Une rencontre au format Saint-Denis, avant un débat au Parlement début mars sur les conséquences du contexte géopolitique en Europe pour la France. Il est prévu le 4 mars au Sénat.

L’état de la menace

Emmanuel Macron était entouré pour l’occasion de son premier ministre François Bayrou, mais surtout du chef d’Etat major et du directeur général adjoint de la DGSE (les renseignements extérieurs). Les chefs de partis ont eu droit à « une longue présentation de la situation vis-à-vis de la Russie. Pareil avec la DGSE, sur l’état de la menace », explique à publicsenat.fr le président de la commission des affaires étrangères, de la défense et des forces armées du Sénat, le sénateur LR Cédric Perrin, qui représentait le président de la Haute assemblée, Gérard Larcher.
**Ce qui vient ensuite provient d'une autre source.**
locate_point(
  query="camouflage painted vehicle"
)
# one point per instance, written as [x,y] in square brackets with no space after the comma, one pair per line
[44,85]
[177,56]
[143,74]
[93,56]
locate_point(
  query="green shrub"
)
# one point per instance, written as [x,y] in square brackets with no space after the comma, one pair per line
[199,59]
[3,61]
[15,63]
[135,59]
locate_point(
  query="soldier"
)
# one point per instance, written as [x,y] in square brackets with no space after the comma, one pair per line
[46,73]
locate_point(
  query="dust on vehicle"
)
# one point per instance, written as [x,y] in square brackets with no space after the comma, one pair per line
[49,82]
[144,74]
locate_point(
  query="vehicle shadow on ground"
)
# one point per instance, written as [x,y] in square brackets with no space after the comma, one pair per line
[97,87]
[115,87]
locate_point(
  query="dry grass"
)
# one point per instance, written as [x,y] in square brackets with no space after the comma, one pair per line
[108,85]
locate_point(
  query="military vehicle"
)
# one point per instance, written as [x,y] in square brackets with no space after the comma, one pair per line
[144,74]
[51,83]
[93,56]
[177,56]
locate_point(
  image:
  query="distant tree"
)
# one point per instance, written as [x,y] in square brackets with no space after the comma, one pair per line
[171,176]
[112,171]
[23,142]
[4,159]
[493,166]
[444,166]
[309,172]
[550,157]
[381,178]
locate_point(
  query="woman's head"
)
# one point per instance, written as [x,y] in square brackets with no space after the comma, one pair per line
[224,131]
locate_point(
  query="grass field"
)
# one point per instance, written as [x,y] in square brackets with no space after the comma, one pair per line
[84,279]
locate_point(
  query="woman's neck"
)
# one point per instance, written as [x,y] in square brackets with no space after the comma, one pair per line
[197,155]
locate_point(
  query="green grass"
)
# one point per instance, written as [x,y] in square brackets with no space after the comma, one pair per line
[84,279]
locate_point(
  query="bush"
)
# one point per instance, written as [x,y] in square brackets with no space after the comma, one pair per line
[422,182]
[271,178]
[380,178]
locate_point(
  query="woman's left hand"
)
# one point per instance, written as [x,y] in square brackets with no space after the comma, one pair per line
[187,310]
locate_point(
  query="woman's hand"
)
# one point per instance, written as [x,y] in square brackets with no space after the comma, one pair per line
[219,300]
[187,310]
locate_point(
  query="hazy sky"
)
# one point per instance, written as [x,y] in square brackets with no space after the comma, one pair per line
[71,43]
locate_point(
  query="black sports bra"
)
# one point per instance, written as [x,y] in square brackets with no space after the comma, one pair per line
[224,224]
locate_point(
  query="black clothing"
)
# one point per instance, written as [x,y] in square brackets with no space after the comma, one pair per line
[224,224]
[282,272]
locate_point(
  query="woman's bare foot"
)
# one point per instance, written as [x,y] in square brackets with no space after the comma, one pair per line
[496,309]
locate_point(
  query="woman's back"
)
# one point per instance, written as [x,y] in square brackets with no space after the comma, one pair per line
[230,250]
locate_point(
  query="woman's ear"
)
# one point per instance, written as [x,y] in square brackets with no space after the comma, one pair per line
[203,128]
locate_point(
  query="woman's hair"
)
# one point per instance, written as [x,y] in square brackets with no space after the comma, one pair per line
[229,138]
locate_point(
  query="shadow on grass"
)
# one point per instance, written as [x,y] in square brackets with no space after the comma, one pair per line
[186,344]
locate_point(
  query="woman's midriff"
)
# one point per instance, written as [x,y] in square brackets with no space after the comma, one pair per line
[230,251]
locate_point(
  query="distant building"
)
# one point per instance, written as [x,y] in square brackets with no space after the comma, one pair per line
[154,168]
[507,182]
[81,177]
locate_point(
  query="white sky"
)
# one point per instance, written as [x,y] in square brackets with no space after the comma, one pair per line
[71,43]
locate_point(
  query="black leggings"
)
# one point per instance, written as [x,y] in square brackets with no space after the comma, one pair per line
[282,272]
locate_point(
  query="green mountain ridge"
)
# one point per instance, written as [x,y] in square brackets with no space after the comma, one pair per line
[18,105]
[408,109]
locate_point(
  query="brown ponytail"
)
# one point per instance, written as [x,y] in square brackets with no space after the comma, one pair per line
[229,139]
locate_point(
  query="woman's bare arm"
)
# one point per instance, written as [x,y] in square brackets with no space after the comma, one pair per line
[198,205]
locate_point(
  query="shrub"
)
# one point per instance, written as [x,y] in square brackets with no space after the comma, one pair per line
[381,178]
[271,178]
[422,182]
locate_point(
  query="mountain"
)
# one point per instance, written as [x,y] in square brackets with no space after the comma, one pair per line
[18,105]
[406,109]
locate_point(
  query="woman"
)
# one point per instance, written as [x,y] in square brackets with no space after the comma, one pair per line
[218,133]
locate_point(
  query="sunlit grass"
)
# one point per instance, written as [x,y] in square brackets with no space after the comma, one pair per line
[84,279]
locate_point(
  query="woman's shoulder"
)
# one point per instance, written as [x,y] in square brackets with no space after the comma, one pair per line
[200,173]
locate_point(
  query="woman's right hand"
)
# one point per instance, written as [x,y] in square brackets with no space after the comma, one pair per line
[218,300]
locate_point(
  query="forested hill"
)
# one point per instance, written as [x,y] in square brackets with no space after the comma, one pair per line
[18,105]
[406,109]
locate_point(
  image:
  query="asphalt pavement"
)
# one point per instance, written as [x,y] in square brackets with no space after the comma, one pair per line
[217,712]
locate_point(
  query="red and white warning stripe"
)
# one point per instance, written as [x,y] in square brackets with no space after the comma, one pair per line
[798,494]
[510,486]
Premier à prendre la parole, Cédric Perrin a tenu à « saluer l’augmentation des dépenses militaires depuis 2017, avec le respect de la loi de programmation militaire pour l’instant ». Mais il met en garde : « On a un vrai sujet sur la fin de gestion », car « il y a des reports de charges très importants ». Concrètement, « il n’y a pas les crédits nécessaires pour honorer toutes les commandes. Il y a des reports, des impayés, des pénalités. En cumulé, on est quasiment à 7-8 milliards d’euros en 2024 », alerte le président de la commission. Autrement dit, des économies qui ne disent pas leur nom. Le sénateur du Territoire de Belfort ajoute : « Il ne faudrait pas que la trajectoire cache la forêt de la dette ».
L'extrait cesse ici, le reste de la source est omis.